The third innate fear that young children all seem to pass through is the fear of monsters and demons. So many of my patients have memories of worrying about the Boogeyman. For some, the monster was under the bed and for others it was in the closet. But what is important to note about this developmental stage of fear, as distinct from the other two I mentioned, is that the object of dread is being conjured up in the imagination. This seems to correlate with the advent of more sophisticated cognitive capacity.
The innate nature of these fears tells us something important about what threats were present for us throughout the course of evolution. The very helplessness of the infant and child demanded proximity to the caregiver. Also evident is the apparent threat that infants faced from other humans outside the closest circle of family. Finally, as children grew older, they learned to be afraid of unseen predators: predators or monsters that they knew existed—in the closet, under the bed. It was evidently prudent for them to keep the possible existence of these predators in mind, even if they couldn’t actually see them.
Although most of these childhood fears seem to lessen by adolescence, there is one fear that remains with us long into adulthood—at least metaphorically.
When Night Falls
It’s hard to imagine how afraid we once were as a species. How many nights we must have lain awake, unable to close our eyes, staring out into the dark. Waiting. Watching. Futilely attempting to discern shapes and forms—shades of black upon black, like some kind of mocking modernist painting. And if we did eventually see something coming out of that darkness, a feline predator perhaps, we knew instantly that it was too late. The dark held mortal dangers, and it appears that we have not found a way to purge this traumatic memory from our DNA.

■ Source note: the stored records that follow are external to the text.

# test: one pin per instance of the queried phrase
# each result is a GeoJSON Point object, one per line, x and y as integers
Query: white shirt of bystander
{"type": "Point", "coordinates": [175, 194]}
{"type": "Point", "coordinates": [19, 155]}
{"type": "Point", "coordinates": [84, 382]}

In thinking about the evolutionary basis of our fear of the dark, we need first to be aware that Homo sapiens were not the toughest kids on the block. The fact that we came to dominate the planet is not a testament to our ability to physically defend against predators and other threatening species, but rather, a function of our ability to adapt and outsmart.39
Large predatory cats such as lions have always lived near hominids.40 Recent research suggests that feline predators are much more likely to attack after dusk and in low-light moon stages. And, according to some, lions were at one time the most widely distributed mammal in the world. Clearly, the threat from nocturnal predators ranks high in our ascription of danger to the dark.
In addition, it seems that our “mastery” of fire, 350,000 to 500,000 years ago, was of little help to us in guarding against our vulnerability in the dark. Yes, it kept us warm, kept a few animals away, and did define a place of certainty in the dark unknown, but what could it really do for us in the big picture? It was a tiny spot of orange in a sea of black. Sadly, light never solves the dark. It merely brings it into sharper focus. And scarily enough, that spot of orange becomes a beacon for those who nefariously wish to know where we are.